How to view Extended ascii (> 127) characters in IEx?

Is it possible to view extended Ascii characters in IEX?

I got this string:

<<83, 97, 105, 110, 116, 32, 65, 110, 110, 101, 146, 115, 32, 67, 97, 116, 104, 111, 108, 105, 99, 32, 83, 99, 104, 111, 111, 108, 32, 73, 114, 97, 119, 111, 59, 59>>

seems only ASCII 146: Æ prevents it from displaying.

Is there any reason we don’t display ASCII 127 above in IEx?

This is not properly encoded UTF-8, if you know the input encoding, you can use some conversion library to convert from one encoding to another.


edit

also please remember, that anything >= 128 is not ASCII, ASCII has only 7 bit. There are some 8 bit encodings that sometimes are refered to as 8-Bit-ASCII or extended ASCII, but thats not their “true” name.

4 Likes

I don’t know the source encoding, but i was just going with

“i can see these characters in the data source, but not on IEx”

and it looked like 146 was the only offending char, and char 146 looks … printable

This depends entirely on the encoding. To print in IEx you need to have the string utf8 encoded, which may mean converting from latin1 or whatever the source encoding is.

so how do you deal with an UNKNOWN encoding upfront?

I’m reading from JBASE, i have no idea what encoding they use. Displaying in IEx is not really a requirement, butit's just a safety check, i’m basically going from JBASE to XML

The thing is, i’m losing characters if filter like so:

  def ascii(v) do
    if String.printable?(v) do
      v
    else
      for <<c <- v>>, c in 32..126 || c in [252, 253, 254], into: "", do: <<c>>
    end
  end

I do not know what JBASE is, but XML has the strict requirement to be encoded in UTF-8 unless specified otherwise.

So you need to know your input encoding, to be able to convert to your output encoding.


edit

If your input viewer does know the encoding and is not just doing wild guesses or a default fallback, then it is probably Codepage 437 encoded.
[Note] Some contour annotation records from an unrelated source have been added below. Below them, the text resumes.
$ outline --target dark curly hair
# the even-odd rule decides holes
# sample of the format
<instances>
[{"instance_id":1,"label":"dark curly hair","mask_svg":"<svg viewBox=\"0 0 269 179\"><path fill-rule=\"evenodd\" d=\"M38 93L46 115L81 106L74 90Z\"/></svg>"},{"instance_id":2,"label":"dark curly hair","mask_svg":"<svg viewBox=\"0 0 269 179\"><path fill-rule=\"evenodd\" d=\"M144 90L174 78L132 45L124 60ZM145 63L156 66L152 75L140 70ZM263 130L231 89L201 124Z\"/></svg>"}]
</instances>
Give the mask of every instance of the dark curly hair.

If though its just a default fallback, then the actual byte could represent anything

Perhaps take a look at your rendered string and decide on what makes sense…

2 Likes

You don’t. You can try guessing of course, but ultimately if you don’t know the encoding then you have no idea what characters are represented by values 128-255.

2 Likes

at this point the safe bet is to stick with ascii: 32…126